Langevin tees up cyber legislation for 2022

Rep. Jim Langevin (D-R.I.) is looking to create a statutory framework for threat information sharing and mitigation between a small number of critical infrastructure firms and the federal government.

Rep. Jim Langevin (D-R.I.) at the Hack the Capitol conference Sept. 20, 2018

Rep. Jim Langevin (D-R.I.) speaks at a Capitol Hill conference in 2018.

Rep. Jim Langevin (D-R.I.) is laying groundwork for cyber legislation that would cement a threat information sharing framework between the federal government and the nation's top critical infrastructure companies to pass next year.

Langevin, who chairs the House Armed Services Cyber, Innovative Technologies, and Information Systems Subcommittee, said creating a bill to establish an ecosystem of systemically important critical infrastructure entities (SICIEs) would be his top priority for 2022.

The proposal is part of the legislative recommendations of the Cyberspace Solarium Commission, on which Langevin served.

Speaking at the CyberNext conference in Washington, D.C. on Nov. 18, Langevin explained that the proposal recognizes private entities whose operations are of "high consequence to the nation" and a "baseline level of cybersecurity maturity" that puts the firm in a position to defend its own networks.

"In other words, if a certain company were hit with a ransomware attack, and its services were disabled, would it be just the company having a bad day, or the entire country having a bad day," Langevin said.

Companies that have far-reaching operations and the cyber capabilities including technical staff and infrastructure would be invited to collaborate with the federal government's cyber agencies on mitigation in the event of an attack or an identified threat. Langevin said he expected legislation to rely on parameters spelled out in a 2013 executive order on protecting critical infrastructure to provide the basis for who is tagged with the SICIE label.

"You may be thinking that this is quite a small swath of our nation's critical infrastructure. And you'd be right," Langevin aid. He estimated that not more than 120 companies would earn the designation. He also said he wanted to make sure the SICIE category is enshrined in law, rather than in an administrative order that can be repealed or changed.

"Legislative solutions and cybersecurity problems are not always easy, and we need to make sure that we get them right," Langevin said.

The planned critical infrastructure legislation is a follow-on to a measure establishing a joint collaborative environment (JCE) for analyzing cybersecurity threats to be shared by the public and private sectors. Langevin proposed the establishment of the JCE in the FY2022 National Defense Authorization Act and he said he is "confident' that the measure will be included in the final bill.

"Without a common toolset for analyzing cyber threat information streams, the act of sharing information will be significantly less effective. So [with] the JCE we basically address this need: it will support a common toolset that public and private sectors' stakeholders can use to collaboratively analyze information on cyber threats, cybersecurity risks."

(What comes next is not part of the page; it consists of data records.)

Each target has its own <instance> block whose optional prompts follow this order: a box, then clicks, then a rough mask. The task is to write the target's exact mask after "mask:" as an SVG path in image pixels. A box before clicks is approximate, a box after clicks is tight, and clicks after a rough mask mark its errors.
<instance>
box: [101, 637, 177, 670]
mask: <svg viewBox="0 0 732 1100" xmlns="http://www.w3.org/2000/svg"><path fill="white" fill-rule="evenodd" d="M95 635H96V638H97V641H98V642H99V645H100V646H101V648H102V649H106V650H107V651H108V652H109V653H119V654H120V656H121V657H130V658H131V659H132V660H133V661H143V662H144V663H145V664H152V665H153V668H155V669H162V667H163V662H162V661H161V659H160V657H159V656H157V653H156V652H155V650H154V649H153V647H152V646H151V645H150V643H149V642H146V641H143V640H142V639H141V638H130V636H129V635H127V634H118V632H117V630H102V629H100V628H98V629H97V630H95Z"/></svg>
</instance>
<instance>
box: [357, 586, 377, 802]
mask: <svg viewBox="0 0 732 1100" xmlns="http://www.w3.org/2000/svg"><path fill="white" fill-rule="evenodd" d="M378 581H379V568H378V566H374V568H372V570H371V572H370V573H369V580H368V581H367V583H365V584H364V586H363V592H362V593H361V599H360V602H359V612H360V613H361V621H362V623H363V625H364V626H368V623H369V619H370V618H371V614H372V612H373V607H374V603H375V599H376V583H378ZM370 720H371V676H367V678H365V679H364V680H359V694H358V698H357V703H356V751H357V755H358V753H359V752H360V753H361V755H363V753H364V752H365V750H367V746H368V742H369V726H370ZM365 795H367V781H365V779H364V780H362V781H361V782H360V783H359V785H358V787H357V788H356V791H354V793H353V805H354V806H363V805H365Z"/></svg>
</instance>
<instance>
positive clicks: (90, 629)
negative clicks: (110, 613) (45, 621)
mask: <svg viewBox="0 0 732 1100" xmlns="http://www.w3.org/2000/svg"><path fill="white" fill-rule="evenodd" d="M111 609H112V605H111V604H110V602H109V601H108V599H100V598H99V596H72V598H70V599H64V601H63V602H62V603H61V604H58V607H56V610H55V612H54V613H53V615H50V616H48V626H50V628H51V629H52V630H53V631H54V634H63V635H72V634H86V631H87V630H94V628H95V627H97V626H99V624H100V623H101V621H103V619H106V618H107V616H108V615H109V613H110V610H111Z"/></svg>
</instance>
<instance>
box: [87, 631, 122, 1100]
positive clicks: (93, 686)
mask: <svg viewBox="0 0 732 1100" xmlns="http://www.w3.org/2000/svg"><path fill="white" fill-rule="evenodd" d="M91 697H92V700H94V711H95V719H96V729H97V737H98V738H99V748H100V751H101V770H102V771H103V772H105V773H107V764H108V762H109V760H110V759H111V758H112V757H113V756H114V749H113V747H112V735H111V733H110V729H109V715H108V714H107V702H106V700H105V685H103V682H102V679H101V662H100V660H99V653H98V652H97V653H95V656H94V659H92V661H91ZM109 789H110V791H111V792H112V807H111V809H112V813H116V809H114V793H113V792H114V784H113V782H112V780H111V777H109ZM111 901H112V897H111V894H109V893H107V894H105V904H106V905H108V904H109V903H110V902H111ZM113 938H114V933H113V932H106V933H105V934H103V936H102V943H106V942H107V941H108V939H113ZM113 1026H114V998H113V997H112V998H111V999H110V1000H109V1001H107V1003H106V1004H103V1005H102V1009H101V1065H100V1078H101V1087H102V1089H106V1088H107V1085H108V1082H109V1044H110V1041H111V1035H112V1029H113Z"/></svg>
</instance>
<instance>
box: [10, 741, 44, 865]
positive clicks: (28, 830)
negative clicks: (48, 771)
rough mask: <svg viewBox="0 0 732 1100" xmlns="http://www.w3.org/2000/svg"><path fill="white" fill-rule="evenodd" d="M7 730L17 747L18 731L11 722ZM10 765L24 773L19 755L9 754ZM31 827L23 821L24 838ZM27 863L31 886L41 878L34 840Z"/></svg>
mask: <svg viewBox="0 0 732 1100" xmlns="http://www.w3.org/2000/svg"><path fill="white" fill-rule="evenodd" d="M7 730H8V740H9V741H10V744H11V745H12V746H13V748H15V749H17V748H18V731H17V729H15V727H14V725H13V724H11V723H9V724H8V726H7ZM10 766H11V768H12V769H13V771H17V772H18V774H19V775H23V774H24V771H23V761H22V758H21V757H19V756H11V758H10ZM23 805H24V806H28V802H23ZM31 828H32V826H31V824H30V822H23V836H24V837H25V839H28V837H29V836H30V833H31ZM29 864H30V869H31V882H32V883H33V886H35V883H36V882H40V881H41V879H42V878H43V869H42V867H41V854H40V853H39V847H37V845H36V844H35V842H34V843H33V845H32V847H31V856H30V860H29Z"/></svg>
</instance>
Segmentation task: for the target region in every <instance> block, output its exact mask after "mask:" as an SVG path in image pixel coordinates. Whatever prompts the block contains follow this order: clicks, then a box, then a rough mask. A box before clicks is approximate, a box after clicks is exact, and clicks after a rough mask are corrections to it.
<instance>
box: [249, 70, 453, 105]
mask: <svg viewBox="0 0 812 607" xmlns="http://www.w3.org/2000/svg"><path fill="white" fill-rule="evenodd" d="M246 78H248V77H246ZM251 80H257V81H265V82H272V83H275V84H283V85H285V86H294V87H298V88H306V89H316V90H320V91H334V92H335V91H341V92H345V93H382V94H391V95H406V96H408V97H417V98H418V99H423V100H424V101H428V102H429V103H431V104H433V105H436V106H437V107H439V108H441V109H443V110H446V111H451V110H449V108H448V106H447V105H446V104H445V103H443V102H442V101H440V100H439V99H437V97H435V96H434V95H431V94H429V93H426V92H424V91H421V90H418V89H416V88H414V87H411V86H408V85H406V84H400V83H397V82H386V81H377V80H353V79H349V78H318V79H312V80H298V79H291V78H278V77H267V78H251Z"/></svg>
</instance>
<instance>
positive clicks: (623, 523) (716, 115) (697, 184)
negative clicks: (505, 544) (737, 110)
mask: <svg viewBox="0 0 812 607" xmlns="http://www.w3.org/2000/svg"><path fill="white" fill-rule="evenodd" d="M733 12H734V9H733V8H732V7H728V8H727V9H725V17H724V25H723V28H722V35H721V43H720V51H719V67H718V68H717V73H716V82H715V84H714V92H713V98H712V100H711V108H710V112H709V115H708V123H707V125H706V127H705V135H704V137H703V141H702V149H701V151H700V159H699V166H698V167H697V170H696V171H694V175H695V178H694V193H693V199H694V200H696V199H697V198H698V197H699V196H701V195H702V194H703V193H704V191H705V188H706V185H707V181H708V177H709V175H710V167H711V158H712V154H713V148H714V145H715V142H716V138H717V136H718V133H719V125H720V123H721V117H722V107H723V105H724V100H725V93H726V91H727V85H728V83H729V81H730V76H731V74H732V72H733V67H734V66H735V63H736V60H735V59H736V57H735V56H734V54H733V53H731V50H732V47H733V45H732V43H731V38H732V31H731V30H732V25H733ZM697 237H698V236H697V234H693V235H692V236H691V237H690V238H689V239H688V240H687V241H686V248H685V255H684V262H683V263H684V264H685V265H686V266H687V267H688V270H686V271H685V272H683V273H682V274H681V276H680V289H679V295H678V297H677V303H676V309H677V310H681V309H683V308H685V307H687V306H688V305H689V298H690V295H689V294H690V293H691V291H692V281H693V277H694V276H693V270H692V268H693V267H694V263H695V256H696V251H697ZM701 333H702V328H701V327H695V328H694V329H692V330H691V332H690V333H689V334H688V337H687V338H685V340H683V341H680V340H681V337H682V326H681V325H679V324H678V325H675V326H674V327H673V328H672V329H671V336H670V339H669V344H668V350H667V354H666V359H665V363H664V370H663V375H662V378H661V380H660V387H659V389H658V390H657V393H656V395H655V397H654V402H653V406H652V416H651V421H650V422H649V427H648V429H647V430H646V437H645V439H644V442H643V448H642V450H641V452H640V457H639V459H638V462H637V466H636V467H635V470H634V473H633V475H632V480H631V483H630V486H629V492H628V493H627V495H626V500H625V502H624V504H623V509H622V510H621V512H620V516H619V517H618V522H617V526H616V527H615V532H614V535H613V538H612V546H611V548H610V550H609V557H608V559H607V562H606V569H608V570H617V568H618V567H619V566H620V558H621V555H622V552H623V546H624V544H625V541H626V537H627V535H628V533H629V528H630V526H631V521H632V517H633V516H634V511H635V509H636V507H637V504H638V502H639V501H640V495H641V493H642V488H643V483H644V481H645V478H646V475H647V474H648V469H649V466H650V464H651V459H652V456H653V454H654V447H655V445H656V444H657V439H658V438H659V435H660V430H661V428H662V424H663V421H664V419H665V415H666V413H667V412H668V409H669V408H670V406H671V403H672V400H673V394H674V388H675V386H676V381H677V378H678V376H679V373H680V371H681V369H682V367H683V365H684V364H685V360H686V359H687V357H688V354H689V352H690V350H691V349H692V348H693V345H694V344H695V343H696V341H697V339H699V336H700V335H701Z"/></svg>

The proposal would facilitate what Langevin called a "social contract' between the U.S. government and private sector companies that could see benefits, such as limited liability, in exchange for sharing information on cyber threats.

"I hope to work with my colleagues and both parties on a comprehensive bill that contains both benefits and obligations [for SICIE companies] because achieving the operational equation that Solarium envisioned is only possible with both."